Obviously, this created quite a stir among the moms, at least the ones who weren’t busy sending dirty texts to the hot dads they were having affairs with. After a little debate about whether it was better for moms to work or stay home (that one CFO on her day off totally ruined her gel manicure scratching the homeschooler’s eyes out) we agreed that our savior would have to be a person who had no experience at all with parenting. Who else but a non-parent could have the proper perspective to see just how wrong we all are?
So it was pretty hard for me not to be thinking weird religious thoughts when I saw that piece by Frank Bruni in the Times today. It was like he heard our prayers, and there, from the unsullied vantage point of his Vincente Wolf chair, was able to point out every little flaw with laser precision.

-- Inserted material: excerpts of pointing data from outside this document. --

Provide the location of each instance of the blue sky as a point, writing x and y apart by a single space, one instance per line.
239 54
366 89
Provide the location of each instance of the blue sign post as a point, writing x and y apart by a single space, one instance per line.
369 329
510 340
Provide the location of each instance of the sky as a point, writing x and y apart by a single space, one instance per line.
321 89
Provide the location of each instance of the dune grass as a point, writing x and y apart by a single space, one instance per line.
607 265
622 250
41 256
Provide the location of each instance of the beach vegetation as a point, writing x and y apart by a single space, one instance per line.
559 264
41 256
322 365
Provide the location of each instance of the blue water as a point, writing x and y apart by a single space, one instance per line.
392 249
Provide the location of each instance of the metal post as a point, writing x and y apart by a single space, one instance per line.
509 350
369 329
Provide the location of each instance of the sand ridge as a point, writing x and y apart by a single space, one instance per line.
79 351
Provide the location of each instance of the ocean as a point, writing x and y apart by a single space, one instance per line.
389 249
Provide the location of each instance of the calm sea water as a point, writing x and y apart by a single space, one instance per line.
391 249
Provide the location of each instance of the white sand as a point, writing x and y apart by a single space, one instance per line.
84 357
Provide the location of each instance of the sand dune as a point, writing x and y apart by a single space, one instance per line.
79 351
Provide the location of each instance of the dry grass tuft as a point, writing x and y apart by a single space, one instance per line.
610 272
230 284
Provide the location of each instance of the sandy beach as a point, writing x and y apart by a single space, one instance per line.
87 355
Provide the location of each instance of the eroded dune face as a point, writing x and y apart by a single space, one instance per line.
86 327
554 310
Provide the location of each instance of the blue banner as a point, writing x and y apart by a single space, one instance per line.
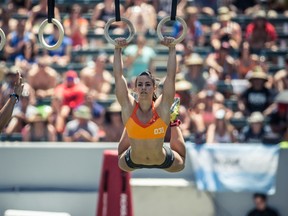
235 167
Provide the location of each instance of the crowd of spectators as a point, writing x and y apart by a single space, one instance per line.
228 91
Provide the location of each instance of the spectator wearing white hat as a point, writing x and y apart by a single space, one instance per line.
225 30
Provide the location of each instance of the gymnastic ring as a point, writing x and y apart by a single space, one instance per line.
164 20
3 39
130 26
41 34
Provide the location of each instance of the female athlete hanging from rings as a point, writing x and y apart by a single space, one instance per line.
147 119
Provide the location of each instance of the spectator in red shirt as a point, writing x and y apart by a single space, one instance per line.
72 93
260 33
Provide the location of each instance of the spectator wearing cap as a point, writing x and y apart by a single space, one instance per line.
39 128
194 72
221 65
261 206
203 115
81 128
43 79
221 131
97 78
225 30
257 97
256 129
195 33
260 33
113 123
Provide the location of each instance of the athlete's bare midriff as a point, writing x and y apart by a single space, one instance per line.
150 153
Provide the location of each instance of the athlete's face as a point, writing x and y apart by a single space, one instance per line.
145 87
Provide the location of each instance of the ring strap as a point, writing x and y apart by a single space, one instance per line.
173 10
51 6
117 11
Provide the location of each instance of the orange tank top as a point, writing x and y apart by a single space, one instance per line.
154 129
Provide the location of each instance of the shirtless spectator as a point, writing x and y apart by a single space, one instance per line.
17 40
38 14
221 64
62 55
97 78
102 12
22 111
76 27
81 128
260 33
195 72
113 123
39 129
43 79
225 30
247 61
281 78
71 92
8 84
138 12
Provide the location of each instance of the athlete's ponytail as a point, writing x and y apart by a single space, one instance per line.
148 73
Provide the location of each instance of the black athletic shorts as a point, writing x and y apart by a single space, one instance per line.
166 164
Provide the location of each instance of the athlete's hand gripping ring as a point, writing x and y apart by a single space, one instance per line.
41 34
162 23
3 39
130 26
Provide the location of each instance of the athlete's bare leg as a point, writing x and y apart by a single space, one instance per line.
177 144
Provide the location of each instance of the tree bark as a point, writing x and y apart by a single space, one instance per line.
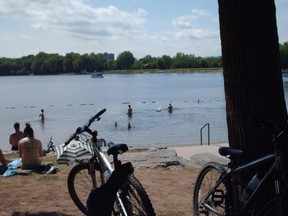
252 75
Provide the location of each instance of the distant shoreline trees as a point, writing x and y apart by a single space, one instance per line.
52 64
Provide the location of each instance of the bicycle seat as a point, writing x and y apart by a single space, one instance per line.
115 149
225 151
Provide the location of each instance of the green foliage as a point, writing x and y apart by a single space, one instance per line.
43 63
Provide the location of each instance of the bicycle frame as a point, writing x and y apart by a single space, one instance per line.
230 178
106 172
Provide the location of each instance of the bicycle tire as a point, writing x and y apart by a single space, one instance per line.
205 182
270 208
135 198
80 184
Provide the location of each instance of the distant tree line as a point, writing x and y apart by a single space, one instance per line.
49 64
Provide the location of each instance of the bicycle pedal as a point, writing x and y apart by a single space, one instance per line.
218 197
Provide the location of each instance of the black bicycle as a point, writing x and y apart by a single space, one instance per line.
99 189
216 190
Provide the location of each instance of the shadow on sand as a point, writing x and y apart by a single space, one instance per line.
39 214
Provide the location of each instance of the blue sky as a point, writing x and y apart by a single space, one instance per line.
143 27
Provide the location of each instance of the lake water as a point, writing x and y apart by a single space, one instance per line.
70 100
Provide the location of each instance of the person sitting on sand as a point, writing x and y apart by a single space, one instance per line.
15 137
3 160
30 150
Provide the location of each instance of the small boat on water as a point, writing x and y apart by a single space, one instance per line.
97 75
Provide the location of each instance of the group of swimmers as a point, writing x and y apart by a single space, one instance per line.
129 113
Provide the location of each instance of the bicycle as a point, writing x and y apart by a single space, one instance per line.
97 178
216 190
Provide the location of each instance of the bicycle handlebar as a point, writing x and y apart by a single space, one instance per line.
85 127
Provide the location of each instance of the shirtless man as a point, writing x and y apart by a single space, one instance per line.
15 137
30 150
129 113
3 160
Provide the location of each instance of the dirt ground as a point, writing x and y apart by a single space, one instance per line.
170 191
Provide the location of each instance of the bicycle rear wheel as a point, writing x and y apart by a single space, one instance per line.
206 180
135 198
80 183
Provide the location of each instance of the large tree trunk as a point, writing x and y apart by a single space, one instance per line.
252 74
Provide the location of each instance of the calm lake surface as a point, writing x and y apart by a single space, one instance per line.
70 100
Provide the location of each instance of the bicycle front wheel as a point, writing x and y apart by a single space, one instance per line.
80 182
203 202
135 198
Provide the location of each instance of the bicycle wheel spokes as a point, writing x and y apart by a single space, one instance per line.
80 183
205 202
135 199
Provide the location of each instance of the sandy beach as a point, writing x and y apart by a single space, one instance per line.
169 188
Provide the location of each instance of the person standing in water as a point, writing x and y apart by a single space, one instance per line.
15 137
170 108
42 115
129 112
30 150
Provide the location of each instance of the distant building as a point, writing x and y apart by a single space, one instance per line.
108 56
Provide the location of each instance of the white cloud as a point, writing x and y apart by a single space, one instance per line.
199 12
76 18
187 26
27 37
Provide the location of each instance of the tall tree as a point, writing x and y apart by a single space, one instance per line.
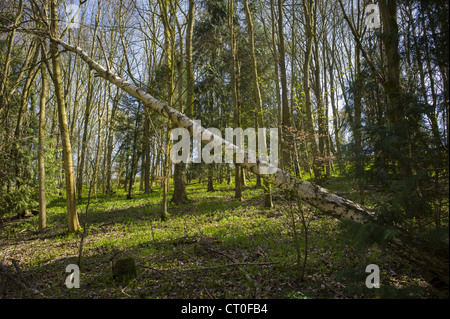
72 215
257 95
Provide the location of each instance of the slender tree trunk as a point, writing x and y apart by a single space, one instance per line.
258 99
308 7
72 214
236 115
41 151
312 194
285 118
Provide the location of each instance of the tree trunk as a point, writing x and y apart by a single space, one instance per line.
236 115
308 7
310 193
285 114
258 99
41 151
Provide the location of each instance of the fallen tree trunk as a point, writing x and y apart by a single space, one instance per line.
435 263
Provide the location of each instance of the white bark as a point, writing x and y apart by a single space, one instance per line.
314 195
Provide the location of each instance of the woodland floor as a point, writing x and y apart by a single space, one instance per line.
212 247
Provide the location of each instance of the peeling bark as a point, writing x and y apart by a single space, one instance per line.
435 264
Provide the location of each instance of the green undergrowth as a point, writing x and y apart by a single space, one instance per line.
213 246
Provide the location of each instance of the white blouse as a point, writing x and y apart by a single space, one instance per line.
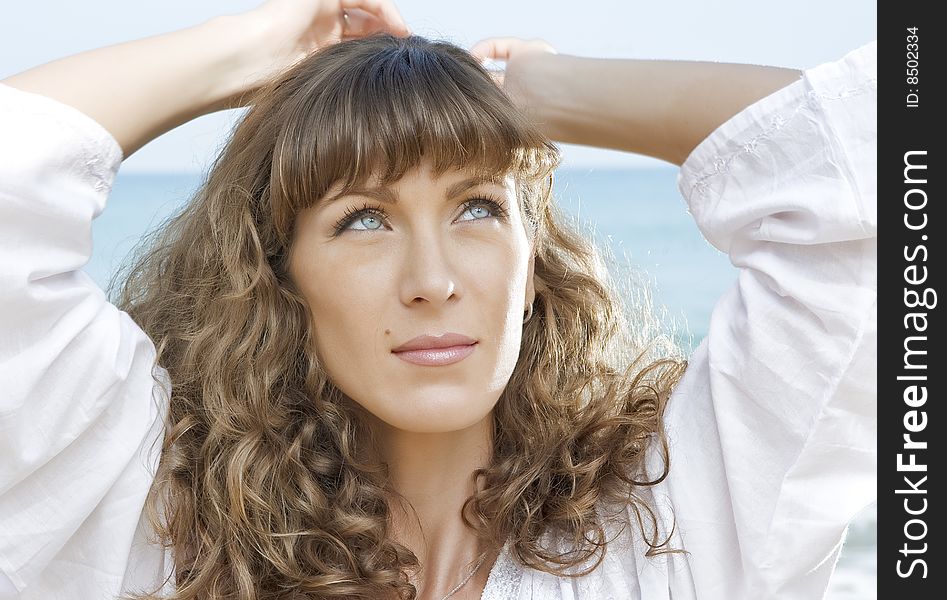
771 429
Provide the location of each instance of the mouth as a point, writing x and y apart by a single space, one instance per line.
437 357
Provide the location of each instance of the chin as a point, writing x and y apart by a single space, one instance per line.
436 417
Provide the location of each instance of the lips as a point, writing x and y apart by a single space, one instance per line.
431 342
434 351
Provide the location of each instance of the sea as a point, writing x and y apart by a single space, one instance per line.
636 216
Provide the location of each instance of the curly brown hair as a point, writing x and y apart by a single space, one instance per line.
267 485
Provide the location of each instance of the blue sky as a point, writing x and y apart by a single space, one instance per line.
800 34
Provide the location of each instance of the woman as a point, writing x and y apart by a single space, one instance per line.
348 400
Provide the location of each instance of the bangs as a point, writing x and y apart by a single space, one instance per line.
379 106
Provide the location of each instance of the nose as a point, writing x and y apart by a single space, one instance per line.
428 267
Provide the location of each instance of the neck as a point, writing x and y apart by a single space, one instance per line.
432 475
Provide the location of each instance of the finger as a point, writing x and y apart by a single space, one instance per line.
497 48
384 10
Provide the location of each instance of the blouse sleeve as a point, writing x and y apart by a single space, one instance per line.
81 417
772 428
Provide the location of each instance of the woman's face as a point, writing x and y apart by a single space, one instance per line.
427 257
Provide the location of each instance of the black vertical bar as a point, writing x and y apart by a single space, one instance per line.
911 368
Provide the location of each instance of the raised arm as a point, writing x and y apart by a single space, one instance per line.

It was like he saw EVERYTHING.
The obsessing over what kids eat, or watch on TV.
The helicopter people.
That whole annoying thing about people thinking parenting is a “thing” and should be done in a certain way, when in the old days people just flailed around and let their kids grow up however and it just kind of worked. Or it worked ok for some people and not for others, but really, is the percentage that much different now anyway?
Some people don’t think Frank is the real savior because all his ideas were already published in earlier articles in the Styles section. But I disagree, because who would ever have time to go back and look in the archives, especially when the Times’ search engine is not that great? This is the 21st century. If you can’t aggregate the message properly, who’s going to have the time to read it? Not all these parents busy with their intricate webs of wrongdoings!
Then there’s that weird part at the end where he acts like actually parents should just “relax” and not worry so much (except I guess about all the annoying things he told them to stop doing?) And that it will all be OK, as long as you didn’t give birth to a lemon in the first place. Because maybe everything you’re doing is irrelevant and your kids just are who they are, so maybe you should just give up and focus on something else, like food or politics.
It’s a little confusing, but then, what major spiritual doctrine is not without its contradictions? I am just grateful to have the opportunity to spread the gospel here, on such a special day, to all of you. You can ignore it if you want, but don’t call me from the gates of Parenting Hell. Wait, make that Parent Hell. Parenting wasn’t even a verb until a couple of decades ago.